I've seen various engines do tunnels like this, and it does indeed strike me as a pain when it comes to custom map making. The idea of 'removing' patches in the terrain and filling it in with a model is an old one, and has been used in engines to this day. This would work fine for tunnels, seeing as that's pretty much a metaphore for tunnels in real life, however i think for caves it could be handled differently.
Since halo is pretty much all 3ds max, theres no real terrain in the game, just all 3d models, however in Unreal, one would use this technique of filling in the hole in the terrain with a model that resembles the terrain and inevitably leads into a cave. The entirety of the cave would be custom modeled, or a combination of various rock meshes thrown together to look like an enclosed area. In Half Life and Source powered games, this is all handled a little different, i believe the Terrain is generally handled as bsp. You can take blocks of bsp and convert them into an editable mesh, and people have used that for everything from curved walls to destroyed looking bridges, and of course, caves and tunnels.
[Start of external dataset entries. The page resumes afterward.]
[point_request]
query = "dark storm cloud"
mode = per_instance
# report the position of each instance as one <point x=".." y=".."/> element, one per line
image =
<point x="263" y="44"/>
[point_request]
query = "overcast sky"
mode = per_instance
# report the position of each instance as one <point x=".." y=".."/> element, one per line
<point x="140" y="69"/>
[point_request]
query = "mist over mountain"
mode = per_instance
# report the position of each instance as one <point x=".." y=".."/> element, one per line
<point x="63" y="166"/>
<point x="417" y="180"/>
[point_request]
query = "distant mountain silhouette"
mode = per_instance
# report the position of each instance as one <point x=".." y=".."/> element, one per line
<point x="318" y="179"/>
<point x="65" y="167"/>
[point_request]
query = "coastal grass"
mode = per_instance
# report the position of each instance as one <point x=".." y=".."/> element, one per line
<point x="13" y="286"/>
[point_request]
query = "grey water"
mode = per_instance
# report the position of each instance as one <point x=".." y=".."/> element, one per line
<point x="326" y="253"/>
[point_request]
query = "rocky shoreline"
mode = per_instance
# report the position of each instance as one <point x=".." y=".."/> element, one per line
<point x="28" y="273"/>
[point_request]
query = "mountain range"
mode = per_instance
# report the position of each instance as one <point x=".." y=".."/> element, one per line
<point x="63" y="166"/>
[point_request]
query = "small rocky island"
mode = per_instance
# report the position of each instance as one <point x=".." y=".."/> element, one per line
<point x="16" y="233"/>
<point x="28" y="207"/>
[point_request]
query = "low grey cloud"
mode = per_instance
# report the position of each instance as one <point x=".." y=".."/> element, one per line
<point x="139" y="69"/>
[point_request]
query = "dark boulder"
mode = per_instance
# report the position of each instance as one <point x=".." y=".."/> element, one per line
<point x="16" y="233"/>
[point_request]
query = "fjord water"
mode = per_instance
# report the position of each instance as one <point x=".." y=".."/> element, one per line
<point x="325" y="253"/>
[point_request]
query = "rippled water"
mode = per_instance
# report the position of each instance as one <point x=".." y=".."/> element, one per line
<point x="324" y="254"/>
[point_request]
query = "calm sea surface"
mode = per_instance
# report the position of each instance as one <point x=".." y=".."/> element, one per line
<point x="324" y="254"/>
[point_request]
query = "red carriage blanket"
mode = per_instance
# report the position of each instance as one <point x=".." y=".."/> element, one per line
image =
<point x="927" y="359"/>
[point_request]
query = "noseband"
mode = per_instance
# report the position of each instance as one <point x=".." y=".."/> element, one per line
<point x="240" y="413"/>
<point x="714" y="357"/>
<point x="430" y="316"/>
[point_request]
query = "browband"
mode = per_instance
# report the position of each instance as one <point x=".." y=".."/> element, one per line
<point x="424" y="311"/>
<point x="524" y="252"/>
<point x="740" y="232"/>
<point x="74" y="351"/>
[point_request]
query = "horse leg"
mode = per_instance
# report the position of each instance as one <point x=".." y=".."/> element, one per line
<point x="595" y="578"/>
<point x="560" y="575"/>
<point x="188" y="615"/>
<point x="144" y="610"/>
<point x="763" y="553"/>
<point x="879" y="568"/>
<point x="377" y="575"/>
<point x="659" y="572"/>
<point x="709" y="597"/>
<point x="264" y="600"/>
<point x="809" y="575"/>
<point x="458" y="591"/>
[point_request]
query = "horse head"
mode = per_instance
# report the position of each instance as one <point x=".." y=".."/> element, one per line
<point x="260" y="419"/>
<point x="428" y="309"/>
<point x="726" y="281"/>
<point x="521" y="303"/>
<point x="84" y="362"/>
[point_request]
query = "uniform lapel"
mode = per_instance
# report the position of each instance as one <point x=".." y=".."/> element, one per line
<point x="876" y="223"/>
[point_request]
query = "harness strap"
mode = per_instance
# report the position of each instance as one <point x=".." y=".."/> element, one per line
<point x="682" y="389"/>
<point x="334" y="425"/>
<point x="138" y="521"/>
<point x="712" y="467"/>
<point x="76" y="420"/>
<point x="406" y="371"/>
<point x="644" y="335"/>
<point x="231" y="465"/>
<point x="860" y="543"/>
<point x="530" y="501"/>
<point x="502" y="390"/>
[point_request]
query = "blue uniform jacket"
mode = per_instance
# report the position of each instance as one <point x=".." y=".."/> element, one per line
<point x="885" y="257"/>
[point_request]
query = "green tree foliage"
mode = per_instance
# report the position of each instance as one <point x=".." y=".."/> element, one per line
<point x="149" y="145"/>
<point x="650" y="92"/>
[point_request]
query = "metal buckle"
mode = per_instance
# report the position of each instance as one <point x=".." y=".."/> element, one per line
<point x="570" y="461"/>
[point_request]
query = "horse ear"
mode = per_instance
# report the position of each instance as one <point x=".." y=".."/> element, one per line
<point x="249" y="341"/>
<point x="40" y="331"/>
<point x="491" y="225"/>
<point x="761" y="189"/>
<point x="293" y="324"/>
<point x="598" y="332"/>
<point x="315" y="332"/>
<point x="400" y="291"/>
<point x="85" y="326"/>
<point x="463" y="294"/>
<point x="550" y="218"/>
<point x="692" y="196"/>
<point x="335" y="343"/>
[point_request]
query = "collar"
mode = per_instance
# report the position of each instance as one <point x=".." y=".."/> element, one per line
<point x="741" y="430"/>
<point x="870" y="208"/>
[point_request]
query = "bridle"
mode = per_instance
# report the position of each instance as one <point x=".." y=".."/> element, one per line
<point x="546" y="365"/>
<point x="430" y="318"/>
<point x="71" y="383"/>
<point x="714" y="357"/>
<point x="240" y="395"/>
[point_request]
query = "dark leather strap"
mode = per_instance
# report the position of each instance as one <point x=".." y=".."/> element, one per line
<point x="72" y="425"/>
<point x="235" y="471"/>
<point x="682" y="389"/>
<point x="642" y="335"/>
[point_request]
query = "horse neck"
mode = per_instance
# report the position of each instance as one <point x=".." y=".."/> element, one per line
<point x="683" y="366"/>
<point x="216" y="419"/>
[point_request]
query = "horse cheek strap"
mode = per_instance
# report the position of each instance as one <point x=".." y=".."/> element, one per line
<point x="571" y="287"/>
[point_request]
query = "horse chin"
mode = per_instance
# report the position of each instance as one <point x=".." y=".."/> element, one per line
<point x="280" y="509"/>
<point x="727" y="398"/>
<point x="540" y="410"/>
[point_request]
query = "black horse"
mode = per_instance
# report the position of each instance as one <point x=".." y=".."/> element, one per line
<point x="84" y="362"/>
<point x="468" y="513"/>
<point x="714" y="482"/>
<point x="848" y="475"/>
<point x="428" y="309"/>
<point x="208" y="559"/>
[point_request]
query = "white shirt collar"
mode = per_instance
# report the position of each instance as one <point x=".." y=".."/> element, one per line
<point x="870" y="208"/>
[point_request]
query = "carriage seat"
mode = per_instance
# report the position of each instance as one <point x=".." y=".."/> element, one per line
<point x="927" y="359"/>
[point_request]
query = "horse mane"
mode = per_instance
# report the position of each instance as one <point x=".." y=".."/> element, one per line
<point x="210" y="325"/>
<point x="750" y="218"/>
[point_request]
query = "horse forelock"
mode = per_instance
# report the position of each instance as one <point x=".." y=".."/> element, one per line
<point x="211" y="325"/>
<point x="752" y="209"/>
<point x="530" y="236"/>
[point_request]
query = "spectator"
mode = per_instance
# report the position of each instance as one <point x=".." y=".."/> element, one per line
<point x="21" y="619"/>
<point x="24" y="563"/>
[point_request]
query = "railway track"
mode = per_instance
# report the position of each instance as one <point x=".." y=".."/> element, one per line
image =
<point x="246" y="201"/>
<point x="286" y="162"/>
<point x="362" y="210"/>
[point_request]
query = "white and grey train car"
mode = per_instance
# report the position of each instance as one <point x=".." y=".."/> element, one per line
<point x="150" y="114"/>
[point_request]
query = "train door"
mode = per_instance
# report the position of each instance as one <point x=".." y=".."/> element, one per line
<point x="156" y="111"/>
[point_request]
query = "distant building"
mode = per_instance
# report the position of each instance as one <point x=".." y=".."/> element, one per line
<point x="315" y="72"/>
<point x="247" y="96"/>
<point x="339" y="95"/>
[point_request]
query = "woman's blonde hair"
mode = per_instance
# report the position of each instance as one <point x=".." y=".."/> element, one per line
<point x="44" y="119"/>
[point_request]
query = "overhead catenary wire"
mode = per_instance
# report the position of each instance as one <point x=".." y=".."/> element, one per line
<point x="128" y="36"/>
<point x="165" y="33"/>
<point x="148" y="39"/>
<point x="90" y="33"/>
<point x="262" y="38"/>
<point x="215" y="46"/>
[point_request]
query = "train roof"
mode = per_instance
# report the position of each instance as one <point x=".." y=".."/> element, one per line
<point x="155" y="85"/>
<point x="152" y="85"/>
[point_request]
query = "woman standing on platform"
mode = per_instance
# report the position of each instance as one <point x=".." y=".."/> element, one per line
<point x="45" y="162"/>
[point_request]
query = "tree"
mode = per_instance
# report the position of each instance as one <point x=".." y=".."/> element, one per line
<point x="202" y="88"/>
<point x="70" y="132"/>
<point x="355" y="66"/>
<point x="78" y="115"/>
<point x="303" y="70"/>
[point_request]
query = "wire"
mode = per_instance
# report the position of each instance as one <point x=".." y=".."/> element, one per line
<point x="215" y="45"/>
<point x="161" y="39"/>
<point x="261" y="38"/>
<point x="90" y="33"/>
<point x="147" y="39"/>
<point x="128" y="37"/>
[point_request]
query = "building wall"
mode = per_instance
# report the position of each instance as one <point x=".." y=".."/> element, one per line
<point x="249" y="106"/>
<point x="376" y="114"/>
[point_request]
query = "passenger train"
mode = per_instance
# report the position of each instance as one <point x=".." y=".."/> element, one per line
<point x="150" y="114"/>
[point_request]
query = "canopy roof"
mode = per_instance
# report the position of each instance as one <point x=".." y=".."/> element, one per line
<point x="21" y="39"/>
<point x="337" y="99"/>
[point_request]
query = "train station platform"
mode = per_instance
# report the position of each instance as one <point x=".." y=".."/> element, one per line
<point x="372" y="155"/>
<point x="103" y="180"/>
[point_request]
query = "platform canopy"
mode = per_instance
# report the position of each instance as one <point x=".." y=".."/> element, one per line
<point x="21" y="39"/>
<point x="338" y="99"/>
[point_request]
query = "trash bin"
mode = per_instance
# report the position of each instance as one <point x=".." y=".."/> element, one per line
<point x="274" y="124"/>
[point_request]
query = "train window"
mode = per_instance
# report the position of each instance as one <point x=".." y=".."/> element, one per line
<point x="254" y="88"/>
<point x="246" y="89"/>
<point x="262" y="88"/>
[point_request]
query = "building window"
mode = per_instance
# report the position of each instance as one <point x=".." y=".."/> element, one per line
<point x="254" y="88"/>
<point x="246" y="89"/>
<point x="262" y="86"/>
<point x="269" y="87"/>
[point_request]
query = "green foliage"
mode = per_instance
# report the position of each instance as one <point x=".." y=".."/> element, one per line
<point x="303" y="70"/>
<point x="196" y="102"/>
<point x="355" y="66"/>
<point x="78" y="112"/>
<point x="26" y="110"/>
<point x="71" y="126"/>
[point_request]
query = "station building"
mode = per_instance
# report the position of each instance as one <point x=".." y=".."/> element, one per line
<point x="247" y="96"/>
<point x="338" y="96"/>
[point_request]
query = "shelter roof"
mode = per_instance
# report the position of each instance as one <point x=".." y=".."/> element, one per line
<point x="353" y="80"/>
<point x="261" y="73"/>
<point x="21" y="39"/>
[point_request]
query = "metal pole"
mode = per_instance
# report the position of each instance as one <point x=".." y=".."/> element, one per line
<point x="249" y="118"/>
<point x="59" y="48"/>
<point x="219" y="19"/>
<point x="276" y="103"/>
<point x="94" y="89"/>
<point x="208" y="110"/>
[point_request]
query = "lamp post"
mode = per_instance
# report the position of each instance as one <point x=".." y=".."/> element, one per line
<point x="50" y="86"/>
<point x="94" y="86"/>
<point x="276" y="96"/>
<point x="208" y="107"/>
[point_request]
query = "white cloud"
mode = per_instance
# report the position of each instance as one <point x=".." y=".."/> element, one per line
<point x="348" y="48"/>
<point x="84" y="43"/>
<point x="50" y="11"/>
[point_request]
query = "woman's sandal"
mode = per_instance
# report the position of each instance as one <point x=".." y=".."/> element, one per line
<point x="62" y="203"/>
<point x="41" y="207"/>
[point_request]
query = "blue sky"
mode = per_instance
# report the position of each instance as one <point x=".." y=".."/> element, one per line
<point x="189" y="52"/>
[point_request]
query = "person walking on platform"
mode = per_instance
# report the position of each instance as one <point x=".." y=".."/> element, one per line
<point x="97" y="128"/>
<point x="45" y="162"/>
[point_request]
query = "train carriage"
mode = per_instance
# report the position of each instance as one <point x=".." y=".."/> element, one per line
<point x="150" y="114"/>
I personally have no expierience with Cry Engine, so i can't say if it handles it differently.
In short i don't think theres a single engine at the moment that has the capability to making it's own cave, and on another note, what if one were to make a cave or tunnel under water, how would the engine know to place an air bubble down there? Surely somebody will inevitably want to make "Rapture."
As far as ideas to solutions, perhaps if you took some of these heightmaps and applied them to a cylindrical mesh. This could work, perhaps, untill it gets to branching tunnels apart..
Perhaps you could take vectored paths, generate cylinders around them, and then apply height maps to the insides of those. It'd have to use some kind of means of knowing how to unwrap itself i'd suppose, but being an artist, i'm just tossing out ideas, i've little expierience as to the tech that would have to be implimented behind this. I can keep going if you think it's getting somewhere though, i love learning more about the limitations of programming, it helps me gear art more towards being a little more programmer friendly, haha.